Tips on dealing with violence

If your teen is violent towards you, you can take steps to stop this behaviour. Violence is never acceptable and should not be allowed to continue. The most important this is to put your safety first. Any time your child lashes out violently, get out of the way and go somewhere safe. If you still feel threatened or scared and don't know how to protect yourself, then you have every right to contact the police.


Once you are out of danger, there are a few things you can do to try to manage the situation of your teen's violent behaviour. Be clear that you will stand by the boundaries that you have set and the values that you believe in. Your child needs to understand that any type of violence is unacceptable.


Give them space. Recognise that your teen is taking anger out on you and may not know how else to deal with difficult feelings. Once they have calmed down, you may be able to talk to them about what has happened and suggest they let you find them some help.

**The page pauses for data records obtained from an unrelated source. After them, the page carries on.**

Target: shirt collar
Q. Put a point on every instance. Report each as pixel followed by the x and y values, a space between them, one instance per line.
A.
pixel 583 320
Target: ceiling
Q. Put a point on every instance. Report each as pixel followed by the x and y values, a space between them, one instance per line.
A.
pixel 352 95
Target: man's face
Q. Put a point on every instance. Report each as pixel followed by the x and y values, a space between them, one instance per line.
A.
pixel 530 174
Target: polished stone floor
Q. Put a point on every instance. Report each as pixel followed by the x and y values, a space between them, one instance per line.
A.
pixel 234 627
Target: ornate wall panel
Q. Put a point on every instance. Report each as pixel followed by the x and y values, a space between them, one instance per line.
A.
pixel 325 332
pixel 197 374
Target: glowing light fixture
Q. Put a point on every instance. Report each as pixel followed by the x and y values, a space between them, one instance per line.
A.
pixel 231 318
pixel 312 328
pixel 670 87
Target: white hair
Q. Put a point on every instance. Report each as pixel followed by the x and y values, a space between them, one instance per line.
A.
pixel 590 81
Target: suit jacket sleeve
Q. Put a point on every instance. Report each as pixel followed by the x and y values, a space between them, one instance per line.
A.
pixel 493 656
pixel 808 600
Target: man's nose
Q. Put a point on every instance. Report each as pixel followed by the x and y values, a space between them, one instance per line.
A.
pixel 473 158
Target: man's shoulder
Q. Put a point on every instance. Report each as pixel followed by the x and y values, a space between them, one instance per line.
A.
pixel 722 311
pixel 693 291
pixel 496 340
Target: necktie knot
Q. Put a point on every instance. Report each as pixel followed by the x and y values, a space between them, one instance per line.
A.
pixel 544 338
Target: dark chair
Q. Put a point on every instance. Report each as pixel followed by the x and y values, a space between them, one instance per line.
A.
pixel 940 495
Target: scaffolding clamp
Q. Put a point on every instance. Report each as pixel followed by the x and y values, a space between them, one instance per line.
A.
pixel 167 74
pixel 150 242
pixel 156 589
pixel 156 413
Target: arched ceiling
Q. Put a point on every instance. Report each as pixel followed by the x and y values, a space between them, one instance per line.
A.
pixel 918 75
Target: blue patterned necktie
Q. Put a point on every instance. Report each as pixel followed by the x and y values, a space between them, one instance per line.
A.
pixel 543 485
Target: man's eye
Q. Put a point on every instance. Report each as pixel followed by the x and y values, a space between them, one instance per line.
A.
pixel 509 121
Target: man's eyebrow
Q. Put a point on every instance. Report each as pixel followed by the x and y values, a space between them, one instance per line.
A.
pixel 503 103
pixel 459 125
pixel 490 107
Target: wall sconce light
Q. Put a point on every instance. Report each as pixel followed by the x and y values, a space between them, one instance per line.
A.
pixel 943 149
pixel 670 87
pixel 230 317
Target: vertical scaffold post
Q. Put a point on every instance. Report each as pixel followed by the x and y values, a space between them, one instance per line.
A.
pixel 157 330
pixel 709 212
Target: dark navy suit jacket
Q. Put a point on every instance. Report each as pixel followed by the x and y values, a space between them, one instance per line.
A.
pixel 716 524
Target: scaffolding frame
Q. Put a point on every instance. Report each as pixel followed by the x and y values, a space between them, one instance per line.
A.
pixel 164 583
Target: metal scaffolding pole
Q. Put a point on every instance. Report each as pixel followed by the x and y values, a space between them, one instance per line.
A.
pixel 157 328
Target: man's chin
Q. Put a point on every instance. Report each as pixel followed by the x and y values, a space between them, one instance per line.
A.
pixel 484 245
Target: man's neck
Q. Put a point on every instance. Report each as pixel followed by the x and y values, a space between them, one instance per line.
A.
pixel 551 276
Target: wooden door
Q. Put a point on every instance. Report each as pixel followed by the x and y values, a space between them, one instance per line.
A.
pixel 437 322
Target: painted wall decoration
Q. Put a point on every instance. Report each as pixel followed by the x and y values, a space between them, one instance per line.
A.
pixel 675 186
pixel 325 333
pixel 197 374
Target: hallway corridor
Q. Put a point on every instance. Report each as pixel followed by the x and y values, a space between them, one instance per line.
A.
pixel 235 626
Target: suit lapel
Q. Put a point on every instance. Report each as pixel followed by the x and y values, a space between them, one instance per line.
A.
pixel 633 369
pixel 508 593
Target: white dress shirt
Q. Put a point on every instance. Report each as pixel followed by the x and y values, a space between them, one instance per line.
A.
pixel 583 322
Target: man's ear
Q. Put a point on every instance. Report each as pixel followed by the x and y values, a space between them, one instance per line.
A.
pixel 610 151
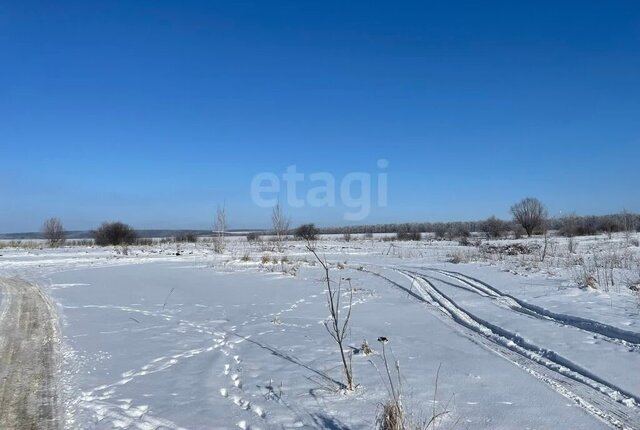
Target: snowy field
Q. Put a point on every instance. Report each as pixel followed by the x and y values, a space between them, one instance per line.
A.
pixel 199 340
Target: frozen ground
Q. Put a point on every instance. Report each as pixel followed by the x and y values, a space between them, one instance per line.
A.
pixel 157 340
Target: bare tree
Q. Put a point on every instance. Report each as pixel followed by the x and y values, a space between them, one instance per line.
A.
pixel 628 221
pixel 219 229
pixel 494 228
pixel 530 213
pixel 280 225
pixel 336 327
pixel 54 232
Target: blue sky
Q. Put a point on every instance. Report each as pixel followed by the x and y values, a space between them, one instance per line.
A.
pixel 155 112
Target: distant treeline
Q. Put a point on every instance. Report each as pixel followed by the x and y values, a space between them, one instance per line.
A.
pixel 571 225
pixel 142 234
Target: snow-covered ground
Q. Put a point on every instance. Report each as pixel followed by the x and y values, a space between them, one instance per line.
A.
pixel 199 340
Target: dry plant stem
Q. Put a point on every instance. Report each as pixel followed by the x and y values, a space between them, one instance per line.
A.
pixel 337 330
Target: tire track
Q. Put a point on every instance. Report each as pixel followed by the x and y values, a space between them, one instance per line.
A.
pixel 29 344
pixel 595 395
pixel 607 332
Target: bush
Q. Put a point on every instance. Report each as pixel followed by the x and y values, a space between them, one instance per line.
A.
pixel 440 231
pixel 458 231
pixel 408 235
pixel 54 232
pixel 114 233
pixel 494 227
pixel 530 213
pixel 308 232
pixel 187 237
pixel 253 237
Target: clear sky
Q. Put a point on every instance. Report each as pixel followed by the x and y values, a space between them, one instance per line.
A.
pixel 155 112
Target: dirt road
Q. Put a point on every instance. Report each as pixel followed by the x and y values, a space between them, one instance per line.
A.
pixel 28 358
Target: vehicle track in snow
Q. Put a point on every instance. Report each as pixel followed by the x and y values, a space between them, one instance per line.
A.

If your teen admits they have a problem and is willing to get help, book an appointment with a counsellor as soon as possible  Show them that you will support them in getting through this stage. With your love and forgiveness, your teen stands a much better chance of identifying anger and learning to express it safely.


If they are unwilling to accept that they have a problem, then you may still be able to arrange counselling for them. Speak to your GP or their school about what help there is available for them


Finally, avoid using violence with your teen. If you are hitting your teenager as a form of punishment or discipline, or even because you are losing control of your temper in an argument, then you are giving them the message that it is OK to use violence to solve disagreements. By avoiding using violence, you are setting a positive example of what you find acceptable.


Expert advice on dealing with teen violence

"All teens need opportunities to be independent, push boundaries and even hurl some hormone-induced verbal abuse at you at times," says psychologist Dr Sandi Mann. "They're entering a new phase in their life - searching for a new identity and trying to reject the old one, whilst all the time wrestling with rebellious hormones they can’t control.


"Some door-slamming and arguing is therefore totally understandable - and even healthy. But if a teen is becoming aggressive - verbally and physically - then, as a parent, you need to take control in a firm but non-aggressive way."


Having an aggressive teenager rule the roost in your house definitely needs tackling, and its effect on the family can be far-reaching. "Not only does it make life miserable for everyone else in the house, but you could find younger siblings copying the aggressive teenager’s behaviour, too" says Dr Mann.

"If your child is being aggressive in some situations only - say, in the home and not at school - then the good news is that they know what they are doing, they do have the capacity to control their behaviour, and so can change.


Mental health problems

"The main thing to remember is that, unless your child has a mental health problem, or a condition such as ADHD, which often goes undiagnosed, then there will be an underlying issue which is making them unhappy and act aggressively." And while going in guns blazing might feel your only option to combat the behaviour, it’s actually the worst thing you can do.


"Aggression breeds aggression, so take a deep breath and attempt to get to the root of the problem calmly with your child, to see where this is coming from," advises Jonny Wineberg. "Admitting to your child you sometimes find parenting difficult - or that you are sorry for something you’ve done - can also help.


"Don't lose control if you discover something they're up to which you don’t approve of - such as being part of a gang, having a weapon or drugs on them. When they’re attacked they will be more likely to retaliate with aggression. Instead, try and ask them calmly why they have done something and what you can do together about it.


"The basis of a good relationship with your teen is good communication. So talk to them rather than shout at them, be as non-judgmental as you can - and that way they should be more likely to open up to you."